Imagine yourself buying groceries at your local supermarket. When you are done filling your shopping basket and finally come to checkout, here’s what happens:

  • A shopping assistant at the checkout register picks up your first item and scans its barcode. The computer built into the register turns the barcode into a series of characters and digits and queries the store’s database for the item’s description, price and picture. Then it adds the item into your virtual shopping cart.

  • You reach for your next item and all of those steps happen again: a few queries sent to the database, a few tables updated. And then again and again, until your basket is empty.

  • You swipe your credit card. The shop’s system sends a request to the credit card processing centre. It checks that you card is valid and that you are not over your credit limit. Then it asks you for your pin code, verifies it, and if all the checks are successful, withdraws the money.

  • Then the groceries you bought are marked as sold in the inventory control system. A receipt is printed, and the virtual shopping basket is cleared. That’s it. Thank you for shopping with us.

It probably took you less than 5 minutes to go through the register. But the number of database queries and updates it resulted in was likely in hundreds. Now multiply that by the number of checkout registers in the shop, and you’ll get the picture. Checkout register is a typical OLTP system.

OLTP applications are characterized by large volume of atomic database transactions: retrieve 1 row from a database table here, 3 there, insert a few lines into a third table or update a row of yet another table.

Most of OLTP-type applications are interactive: you press a button and expect the system to respond within a few seconds at most. That presents a challenge if the application is a multi-user system with hundreds of users working at the same time. It is not uncommon for an OLTP system to crunch tens of thousands, even millions of database operations per minute. And because of that these operations need to be extremely fast.

Therefore OLTP systems are specifically engineered for a low latency in conditions of high volume of elementary database operations.

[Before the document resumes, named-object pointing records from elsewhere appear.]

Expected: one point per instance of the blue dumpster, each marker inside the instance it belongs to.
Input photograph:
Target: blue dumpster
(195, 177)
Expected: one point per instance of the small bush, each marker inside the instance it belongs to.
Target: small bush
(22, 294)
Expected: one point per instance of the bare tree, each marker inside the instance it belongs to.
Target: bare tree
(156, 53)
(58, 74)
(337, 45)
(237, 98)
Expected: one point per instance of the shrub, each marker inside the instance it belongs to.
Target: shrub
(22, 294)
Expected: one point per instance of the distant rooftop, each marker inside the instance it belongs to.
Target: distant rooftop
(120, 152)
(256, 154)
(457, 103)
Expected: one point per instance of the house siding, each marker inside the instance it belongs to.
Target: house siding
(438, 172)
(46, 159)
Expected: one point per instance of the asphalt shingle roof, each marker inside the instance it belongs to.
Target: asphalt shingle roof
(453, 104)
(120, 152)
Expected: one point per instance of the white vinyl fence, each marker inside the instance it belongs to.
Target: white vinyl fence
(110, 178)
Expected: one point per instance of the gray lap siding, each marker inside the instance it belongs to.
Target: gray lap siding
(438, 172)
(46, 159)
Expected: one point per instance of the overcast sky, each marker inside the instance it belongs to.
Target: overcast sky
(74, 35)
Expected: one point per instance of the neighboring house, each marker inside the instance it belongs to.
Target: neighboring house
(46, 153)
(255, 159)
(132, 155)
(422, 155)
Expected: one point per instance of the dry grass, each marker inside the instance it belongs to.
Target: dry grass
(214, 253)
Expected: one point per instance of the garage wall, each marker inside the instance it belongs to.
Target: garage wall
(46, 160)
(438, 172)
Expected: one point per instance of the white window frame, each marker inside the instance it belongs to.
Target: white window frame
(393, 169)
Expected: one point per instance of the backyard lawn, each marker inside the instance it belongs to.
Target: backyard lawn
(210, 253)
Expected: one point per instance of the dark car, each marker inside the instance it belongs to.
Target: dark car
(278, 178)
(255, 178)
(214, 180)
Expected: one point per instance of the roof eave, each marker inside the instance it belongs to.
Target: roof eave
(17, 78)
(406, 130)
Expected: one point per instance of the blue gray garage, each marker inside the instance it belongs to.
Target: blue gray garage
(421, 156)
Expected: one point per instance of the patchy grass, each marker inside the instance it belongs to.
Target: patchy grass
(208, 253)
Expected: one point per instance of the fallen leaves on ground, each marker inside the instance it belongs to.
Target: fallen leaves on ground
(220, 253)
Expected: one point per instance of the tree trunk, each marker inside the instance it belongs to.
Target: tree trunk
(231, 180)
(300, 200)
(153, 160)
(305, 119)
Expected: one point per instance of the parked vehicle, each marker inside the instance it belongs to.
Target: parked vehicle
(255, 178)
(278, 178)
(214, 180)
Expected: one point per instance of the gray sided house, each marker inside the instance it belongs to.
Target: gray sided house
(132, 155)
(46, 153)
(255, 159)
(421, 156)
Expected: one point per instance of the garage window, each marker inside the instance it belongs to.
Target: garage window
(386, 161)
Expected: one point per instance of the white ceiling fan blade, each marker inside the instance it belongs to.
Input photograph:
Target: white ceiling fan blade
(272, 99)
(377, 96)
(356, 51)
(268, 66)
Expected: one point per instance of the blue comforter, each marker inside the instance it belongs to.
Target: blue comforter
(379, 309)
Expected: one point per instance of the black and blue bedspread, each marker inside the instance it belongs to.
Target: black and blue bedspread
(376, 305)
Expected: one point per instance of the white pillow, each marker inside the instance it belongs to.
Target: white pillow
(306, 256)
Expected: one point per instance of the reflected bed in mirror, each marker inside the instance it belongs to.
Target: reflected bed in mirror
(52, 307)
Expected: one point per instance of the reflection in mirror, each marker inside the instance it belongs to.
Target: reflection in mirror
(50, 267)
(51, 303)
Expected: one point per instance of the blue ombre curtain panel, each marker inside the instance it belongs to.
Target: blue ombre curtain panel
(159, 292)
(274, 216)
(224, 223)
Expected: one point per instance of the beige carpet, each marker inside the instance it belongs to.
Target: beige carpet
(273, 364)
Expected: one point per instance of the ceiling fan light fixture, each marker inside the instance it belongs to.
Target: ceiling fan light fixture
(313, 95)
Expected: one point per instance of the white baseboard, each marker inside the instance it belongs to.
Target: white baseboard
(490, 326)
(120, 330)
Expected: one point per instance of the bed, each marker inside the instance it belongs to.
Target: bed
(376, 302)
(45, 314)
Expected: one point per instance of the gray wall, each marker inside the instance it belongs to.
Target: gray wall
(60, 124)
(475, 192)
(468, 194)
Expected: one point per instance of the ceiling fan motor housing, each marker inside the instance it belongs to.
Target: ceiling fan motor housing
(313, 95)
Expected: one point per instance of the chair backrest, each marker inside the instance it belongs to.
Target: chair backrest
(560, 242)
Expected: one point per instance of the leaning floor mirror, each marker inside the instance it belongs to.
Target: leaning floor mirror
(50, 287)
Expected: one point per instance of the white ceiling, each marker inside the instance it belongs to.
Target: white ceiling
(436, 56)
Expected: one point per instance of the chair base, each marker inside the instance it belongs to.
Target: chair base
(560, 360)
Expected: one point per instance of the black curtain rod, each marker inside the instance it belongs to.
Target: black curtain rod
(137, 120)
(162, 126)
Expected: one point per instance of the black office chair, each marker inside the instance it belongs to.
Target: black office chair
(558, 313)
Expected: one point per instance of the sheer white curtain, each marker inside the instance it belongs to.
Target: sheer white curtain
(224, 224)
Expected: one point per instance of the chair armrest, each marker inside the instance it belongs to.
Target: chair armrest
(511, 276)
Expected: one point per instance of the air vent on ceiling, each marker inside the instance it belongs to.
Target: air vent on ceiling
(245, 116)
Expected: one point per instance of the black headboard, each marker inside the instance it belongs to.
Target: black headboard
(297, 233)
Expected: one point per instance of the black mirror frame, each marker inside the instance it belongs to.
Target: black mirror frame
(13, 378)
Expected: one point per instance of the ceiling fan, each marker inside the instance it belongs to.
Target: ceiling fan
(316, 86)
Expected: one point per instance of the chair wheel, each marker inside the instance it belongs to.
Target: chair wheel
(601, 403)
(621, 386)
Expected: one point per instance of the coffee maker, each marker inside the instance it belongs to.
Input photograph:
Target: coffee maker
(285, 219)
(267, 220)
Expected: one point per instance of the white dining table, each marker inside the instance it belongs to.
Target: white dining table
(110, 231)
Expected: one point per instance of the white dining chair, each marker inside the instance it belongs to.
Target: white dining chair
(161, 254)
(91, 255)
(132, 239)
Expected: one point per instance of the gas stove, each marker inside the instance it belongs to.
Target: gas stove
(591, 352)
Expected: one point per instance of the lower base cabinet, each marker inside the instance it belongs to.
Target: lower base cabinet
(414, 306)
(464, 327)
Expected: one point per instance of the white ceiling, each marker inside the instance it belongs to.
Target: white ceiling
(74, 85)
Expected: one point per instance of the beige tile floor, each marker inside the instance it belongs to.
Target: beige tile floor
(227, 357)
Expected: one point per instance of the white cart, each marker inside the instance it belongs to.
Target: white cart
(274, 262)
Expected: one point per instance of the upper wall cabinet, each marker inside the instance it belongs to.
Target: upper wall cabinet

Now imagine that at the end of the financial year the COO of the supermarket chain requires a detailed sales report. He wants to know which products were selling faster comparing to the previous 10 years with a breakdown by geographical areas. He also wants to know the correlation between the increased prices and sales volumes aggregated by product categories, and so on. Every business requires hundreds and hundreds of such reports, and not just at the end of the financial year but sometimes every day. Financial departments, sales, marketing, and management – they all want to know how the business is doing. In fact, there is a special buzzword for that kind of reporting – “Business Intelligence”. Another buzzword “Data mining” means “Looking for answers for which we don’t know questions yet”. Data mining looks for trends within the data and tries to find correlations to the known parameters. An example of a data mining query is “Find out if the sales volume changed within the last year and what else is changed that could explain that”.

Business Intelligence and Data Mining reports tend to be highly complex. Most of times they require querying data across very large datasets, such as all sales over the last 10 years,  then aggregating it, then calculating summaries, averages, correlations and so on. These are very different types of operations from which OLTP systems are designed for. And that is why running them against OLTP databases is usually not a good idea. This is what data warehouses are for.

Data warehouses are database systems optimised for complex database queries over large data sets.  They are predominantly used for Business Intelligence and Data Mining reporting. Within large corporate data warehouses it is common to have “sections” designed for specific purpose, for example for particular types of financial reports. These sections along with their business intelligence logic are called Datamarts.

Data warehouses usually source data from multiple systems. For example, sales data, financial data, inventory, vendors, etc. may come from different geographically distributed platforms which otherwise don’t talk to each other. Having all this information in one data warehouse enables business users to get reports such as profits on sales of certain goods per supplier.